Opinion

Bâtir un projet de société qui nous fera rêver

Les grands marchés publics, les bains publics, le Jardin botanique de Montréal, les grands parcs et promenades fluviales, les équipements culturels et les bibliothèques. Voici une courte liste de legs de la relance économique de l’après-crise de 1929 au Québec. Ils ont marqué le paysage et le patrimoine de nos villes, et ce sont des lieux auxquels la population est grandement attachée. Près de 100 ans plus tard, quels seront nos grands legs de la relance après-COVID-19 ?

Il est encore tôt pour le dire, puisque ces projets peuvent mettre du temps à apparaître, et qu’ils auront besoin d’incitatifs pour éclore. Cela dit, si l’on se fie à la « photo » que nous renvoient les 202 projets d’infrastructures qui seront accélérés par la loi 61, on peut déjà voir un projet de société se dessiner. En résumé, la liste des 202 projets comprend principalement des infrastructures de transport, des écoles et des maisons des aînés. On y retrouve certains projets très porteurs, comme des réseaux structurants de transport en commun ou la rénovation de résidences pour personnes âgées.

Mais si on voit cette liste comme une ébauche de projet de société, il y manque tout un pan.

Au-delà de projets nécessaires, en réponse à des besoins concrets (transports, nouvelles écoles, vieillissement de la population), on observe un manque de projets qui répondent à des besoins de prime abord moins tangibles, mais qui contribueront considérablement à la qualité de vie des gens, au vivre ensemble et au tissu social.

Si une bonne partie des projets de la loi 61 sont des infrastructures de mobilité, les projets de relance des années 30 pourraient être décrits comme des projets de démobilité : des équipements qui font des quartiers des milieux de vie complets, rapprochent la nature de la ville, améliorent la qualité de vie et les conditions sanitaires. Bien vivre là où on est.

À New York, une autre crise a également mené à la création de grands projets qui font encore aujourd’hui la fierté des résidants. Dans les années 70, la faillite de l’administration municipale a donné lieu à la création d’une multitude de « conservancies ». Ce grand mouvement de valorisation d’espaces publics était porté par des organismes dont le modèle financier ne dépendait pas uniquement de fonds publics, mais faisait appel notamment à la responsabilité sociale des entreprises et à l’implication dans leur milieu. La renaissance de Central Park et Bryant Park en sont des exemples emblématiques.

Liste de souhaits pour la relance

La relance est l’occasion de repenser l’urbanisme de l’après-crise et de bâtir un héritage durable qui favorise la transition écologique et sociale nécessaire, tout en proposant un projet de société exaltant.
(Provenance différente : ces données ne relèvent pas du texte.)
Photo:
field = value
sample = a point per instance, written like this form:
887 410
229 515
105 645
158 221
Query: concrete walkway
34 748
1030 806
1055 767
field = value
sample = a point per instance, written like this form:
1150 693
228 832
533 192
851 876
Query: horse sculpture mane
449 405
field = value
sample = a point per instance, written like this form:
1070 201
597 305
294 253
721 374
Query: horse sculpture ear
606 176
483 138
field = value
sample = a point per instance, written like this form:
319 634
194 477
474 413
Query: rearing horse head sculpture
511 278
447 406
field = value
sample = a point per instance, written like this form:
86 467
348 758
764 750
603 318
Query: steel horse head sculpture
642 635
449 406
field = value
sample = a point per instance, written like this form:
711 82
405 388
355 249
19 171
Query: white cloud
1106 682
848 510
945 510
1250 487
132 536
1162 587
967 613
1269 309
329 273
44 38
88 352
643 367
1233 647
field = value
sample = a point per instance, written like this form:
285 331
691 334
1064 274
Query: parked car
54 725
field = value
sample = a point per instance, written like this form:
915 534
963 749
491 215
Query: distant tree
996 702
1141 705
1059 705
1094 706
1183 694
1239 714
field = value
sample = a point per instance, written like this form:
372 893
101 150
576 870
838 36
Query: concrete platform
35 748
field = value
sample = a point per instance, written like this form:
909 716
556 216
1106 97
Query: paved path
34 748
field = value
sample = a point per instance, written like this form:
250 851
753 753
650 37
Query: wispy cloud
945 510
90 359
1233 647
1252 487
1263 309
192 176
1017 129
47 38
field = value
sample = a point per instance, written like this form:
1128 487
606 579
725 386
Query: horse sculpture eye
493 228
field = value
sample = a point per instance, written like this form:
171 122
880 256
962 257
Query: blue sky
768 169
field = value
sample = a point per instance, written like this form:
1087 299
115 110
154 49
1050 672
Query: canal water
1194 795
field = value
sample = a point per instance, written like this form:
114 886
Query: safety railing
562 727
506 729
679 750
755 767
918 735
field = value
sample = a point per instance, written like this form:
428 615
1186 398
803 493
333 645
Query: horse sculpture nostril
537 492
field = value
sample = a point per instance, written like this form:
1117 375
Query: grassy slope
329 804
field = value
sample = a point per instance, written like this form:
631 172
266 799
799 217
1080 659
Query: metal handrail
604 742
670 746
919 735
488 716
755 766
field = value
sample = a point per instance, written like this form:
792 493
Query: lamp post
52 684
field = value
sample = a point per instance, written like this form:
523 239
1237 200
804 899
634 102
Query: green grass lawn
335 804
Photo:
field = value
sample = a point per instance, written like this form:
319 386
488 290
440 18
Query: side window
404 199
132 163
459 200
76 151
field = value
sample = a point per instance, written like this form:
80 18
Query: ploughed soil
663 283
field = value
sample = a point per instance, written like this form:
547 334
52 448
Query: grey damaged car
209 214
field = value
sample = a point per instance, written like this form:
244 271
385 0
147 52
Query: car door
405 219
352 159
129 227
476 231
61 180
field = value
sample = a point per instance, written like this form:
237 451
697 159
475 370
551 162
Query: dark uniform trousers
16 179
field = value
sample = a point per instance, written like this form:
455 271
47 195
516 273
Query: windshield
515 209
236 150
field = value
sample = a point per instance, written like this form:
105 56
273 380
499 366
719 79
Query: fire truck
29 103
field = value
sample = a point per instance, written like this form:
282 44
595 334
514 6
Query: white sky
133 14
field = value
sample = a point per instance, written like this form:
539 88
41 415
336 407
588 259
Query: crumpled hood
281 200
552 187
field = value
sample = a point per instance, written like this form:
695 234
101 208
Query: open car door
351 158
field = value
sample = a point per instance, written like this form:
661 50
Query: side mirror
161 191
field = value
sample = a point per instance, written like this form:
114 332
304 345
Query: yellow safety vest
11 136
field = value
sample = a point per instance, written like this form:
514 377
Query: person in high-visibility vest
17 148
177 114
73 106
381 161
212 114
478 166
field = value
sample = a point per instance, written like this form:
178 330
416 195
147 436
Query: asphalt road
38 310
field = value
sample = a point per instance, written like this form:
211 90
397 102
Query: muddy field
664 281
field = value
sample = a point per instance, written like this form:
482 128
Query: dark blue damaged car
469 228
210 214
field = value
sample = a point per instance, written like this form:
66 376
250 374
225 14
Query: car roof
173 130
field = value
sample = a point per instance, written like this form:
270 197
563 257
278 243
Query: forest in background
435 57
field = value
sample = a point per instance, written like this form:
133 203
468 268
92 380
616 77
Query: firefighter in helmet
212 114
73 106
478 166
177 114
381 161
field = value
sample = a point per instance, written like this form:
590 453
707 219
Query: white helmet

Valoriser nos milieux de vie et nos quartiers est, à ce titre, un moyen concret et perceptible pour aborder le changement social, à l’échelle locale.

En plus d’investir dans des projets d’infrastructures physiques, investissons dans l’infrastructure sociale. Bien qu’intangible, cette dernière se doit d’être aussi solide que nos ponts. Il s’agit d’une condition essentielle pour renforcer le lien social et le vivre ensemble.

Si on se permet de rêver à des projets visant à solidifier l’infrastructure sociale, voici à quoi ressemblerait notre liste de souhaits :

– Créer de nouveaux marchés publics au cœur des quartiers, qui renforcent le lien avec nos producteurs locaux et remplissent également un rôle de lieu de socialisation ;

– Encourager les projets de renaturalisation des villes, plutôt que la dénaturalisation et la destruction des milieux humides pour soutenir l’étalement urbain ;

– Se réapproprier les berges de notre fleuve ;

– Créer de nouveaux grands parcs et promenades ;

– Ouvrir les bibliothèques et établissements culturels sur l’extérieur pour y recréer le perron d’église d’antan ;

– Concevoir les postes de police comme des espaces civiques, des lieux communautaires multifonctionnels où l’on se sent bien et en sécurité ;

– Bâtir des résidences pour aînés intégrées à leur milieu de vie, ouvertes sur des espaces vivants et intergénérationnels, et considérer davantage les aînés dans les projets urbains ;

– Construire des logements et écoquartiers abordables qui nous rendent fiers et incitent les citoyens à demeurer en ville ;

– Transformer durablement des infrastructures routières en rues conviviales qui soient des lieux de vie pour les communautés plutôt que des lieux de transit ;

– Valoriser nos espaces publics de proximité pour en faire des cœurs de vie de quartier, jouant un rôle de liant social, des lieux de rencontre de l’autre ;

Quels seront ces projets qui bâtiront l’héritage de nos villes, qui nous apporteront fierté aujourd’hui et serviront les générations futures ? Reste à voir si certaines de ces aspirations verront le jour dans les prochaines années.